Sheffield’s Richard Hawley last played at the De La Warr Pavilion in 2009 when he had just released Truelove’s Gutter, possibly his most understated and subtle album. Playing to a thousand-strong rapt and adoring audience, a couple of songs in he asked us with genuine surprise, “How the fuck did we get to be so big in Bexhill?” Perhaps what Hawley had not realised that night was that it was not just Bexhill. Truelove’s Gutter went on to be named Mojo magazine’s album of the year and ever since he has stood alone as Britain’s chief purveyor of aching and melancholic alt country ballads.

Back in Bexhill last night, Hawley reminded us that he can rock out, too. 2012’s Standing At The Sky’s Edge was a step change towards a heavier – both lyrically and musically – sound and, beginning with the title track, he treated us to a handful of songs from that album, such as Don’t Stare At The Sun and Leave Your Body Behind You with their blissed-out psychedelic guitar outros. But it is on more delicate songs from elsewhere in his extensive catalogue that his tender and rich baritone really shines through.

Listening to last year’s Hollow Meadows in the past few days, it struck me what a fantastic album this is. So many of the songs already sound like copper-bottomed Hawley classics and his set last night contained a generous sprinkling of their magic. Starting with the beautiful I Still Want You and then Nothing Like A Friend, with its nostalgic refrain of ‘will these city streets remember us, we walked them long ago’ and its painful and profound observation that ‘in the end, the things that hold you in, are gossamer thin’, Hawley moved through a succession of heart-breaking songs. None more so than Tuesday PM, which he introduced as the quietest and most miserable song he’d ever written. He asked the audience to talk during it to detract from its misery but, of course, you could have heard a pin drop. But this did not mean that the mood was sombre: master of the expletive-laden quip, the very good comedian in him could not resist wrong footing us with a joke before What Love Means, an emotional and heartfelt response – ‘heart of mine made less, I’ll never forget the day you left’ - to his daughter leaving home.

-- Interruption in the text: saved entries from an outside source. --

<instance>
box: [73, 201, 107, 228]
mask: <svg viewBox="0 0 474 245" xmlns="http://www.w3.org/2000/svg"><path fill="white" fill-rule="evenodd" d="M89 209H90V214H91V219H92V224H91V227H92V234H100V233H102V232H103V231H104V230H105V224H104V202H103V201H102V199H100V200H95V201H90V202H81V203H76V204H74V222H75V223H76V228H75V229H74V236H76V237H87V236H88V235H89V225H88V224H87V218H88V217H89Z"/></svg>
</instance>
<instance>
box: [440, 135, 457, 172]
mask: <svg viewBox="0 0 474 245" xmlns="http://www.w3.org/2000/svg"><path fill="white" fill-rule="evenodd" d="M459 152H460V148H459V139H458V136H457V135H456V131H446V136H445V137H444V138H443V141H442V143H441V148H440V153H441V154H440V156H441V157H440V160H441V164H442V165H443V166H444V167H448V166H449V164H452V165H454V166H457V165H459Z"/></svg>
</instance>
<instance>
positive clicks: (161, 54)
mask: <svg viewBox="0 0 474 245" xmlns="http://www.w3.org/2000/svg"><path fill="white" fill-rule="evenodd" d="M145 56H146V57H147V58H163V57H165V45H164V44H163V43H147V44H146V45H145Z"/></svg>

But perhaps the stand-out song on Hollow Meadows is more up-beat: Heart of Oak is a paean to folk singer Norma Waterson and a celebration of Hawley’s influences - it is not often you hear Wilfred Owen and William Bake referenced in modern music.

As the evening wrapped up, Hawley went back to the 2005 album that first drew praise and attention, when it narrowly missed out on the Mercury Music Prize, Coles Corner: the unmistakeable and poetically evocative title track - ‘hold back the night from us, cherish the light from us, don’t let the shadows hold back the dawn’ – and the stellar The Ocean, with its rousing and expansive soundscape and its refrain of ‘lead me down by the ocean', fitting for the seafront venue, crowned a superb night with the warm and witty Richard Hawley.